A defense of the running fix

To the editor: I was intrigued by the recent article by Prof. John Karl (The nonsensical running fix, Issue #190) on running fixes in celestial navigation.
In the 1960s — long before GPS — I was a navigation officer on tramp ships. We must have made thousands of celestial observations to find our position at sea. All we had was a sextant, time piece, nautical almanac and sight reduction tables. Most of the time, multiple LOPs went through the same position; giving us an accuracy of half a mile.

The first thing I noticed in the article was the distinction made between the dead reckoning (DR) position and the estimated position (EP). Some people believe that dead reckoning was derived from deduced reckoning, whereby you use all the information at hand to arrive at a conclusion. Mr. Karl uses only part of the available information to come up with a DR position and then upgrades this by using leeway, currents, etc., to arrive at an EP. Common sense dictates to use all the available information right away.

Then Mr. Karl goes on: “Short-run fixes, such as in a round of star shots taken over a relatively short time from a slow vessel may well have better DR accuracy than LOP accuracy…”

In case of a bad horizon, I would agree. However, if your celestial navigation skills are so inept and you put more faith in the DR position than in your fix, you may want to consider hanging up your sextant.

I have trouble following the professor’s reasoning, as I am not sure what’s wrong with advancing an old LOP to a new one. When I was 3rd officer I stood the 0800 to 1200 watch and used to shoot the morning sun with an azimuth (Z) of less 150° when we were north of the sun’s declination, or more than 30° if the sun passed north of our position. In either case, the morning LOP would form an angle of at least 30° with the 90°-270° noon sight. When the sun is close to your zenith, Z changes very fast from east to west and the time between sun shot and noon sight can be short, so errors in advancement remain small.

When I was 2nd officer and stood the 1200 to 1600 watch, I used to shoot the afternoon sun when Z was about 30° different from the noon sight and advanced the latter. When I felt really ambitious and the moon and Venus were above the horizon and the LOPs made good cuts, I shot those in addition to the sun to make brownie points with the Old Man (the Captain). At dawn or dusk we shot a number of stars.

With reference to the article’s last paragraph in the second column on page 52, I still have trouble understanding how the EP or DR position can be better than the RFIX. The problem of LOPs crossing at narrow angles is very easy to solve. Don’t use them; wait for a better opportunity! When you miss the noon sight, due to let’s say clouds obscuring the sun, or fog at the horizon, but are able to take a sun shot within a few minutes before or after meridian passage, there is a simplified calculation to convert the LOP into a noon sight.

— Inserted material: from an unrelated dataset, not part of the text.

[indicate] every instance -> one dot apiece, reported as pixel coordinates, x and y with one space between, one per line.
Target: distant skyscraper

—Don Dykstra is a former merchant mariner who lives and works in Houston, Texas.

John Karl responds: Dead reckoning usually means determining a ship’s position by advancing a previous position using courses and distances. The EP is the most probable position of a craft, determined from incomplete data or data of questionable accuracy (Bowditch, 1962). In this spirit, as I described in the article, I used DR to mean a position that was degraded by using any information of lesser quality, and the EP to be the position whose accuracy was upgraded by the addition of better information, such as by the acquisition of an LOP.

In the case of a round of star shots, the dead reckoning referenced is between LOPs within this round. Because of the relatively short time between these LOPs, the DR accuracy is usually better than celestial LOP accuracy, particularly in slow moving vessels. This is an example where the traditional running fix (TRF) is, indeed, appropriate. And as the article said, we’re addressing the opposite case, where the DR accuracy is worse than the LOP accuracy.

As can be seen in the article’s Figure 3, the trouble with the TRF is that it assumes the DR track perpendicular to LOP1 is perfectly accurate, while the DR track parallel to LOP1 can have an unlimited error. This is never true, in fact, it’s nonsensical. This is equivalent to saying we had no idea whatsoever of the ship’s position along LOP1 when it was acquired — again, never true.

In contrast to the TRF, the EPRF assumes only that (1) DR2 is the best estimate of the ship’s position, given all the information used in the DR, and (2) that LOP2 is appreciably more accurate. Thus any such newly-acquired LOP must improve the DR position, even one parallel to LOP1, as shown in the nearby figure. To not use the information from these new LOPs would be nonsensical.

In the old days when longitude was determined solely by dead reckoning, noon sun shots taken on successive days determined the latitude. Then just before a noon shot, the ship’s current position was the previous day’s noon position updated by DR. This current DR position was then improved to an EP by the addition of a new east-west sun line. In plotting terms, this is drawing a line from the current DR position perpendicular to the new sun LOP — that’s an EPRF that even the old man accepted.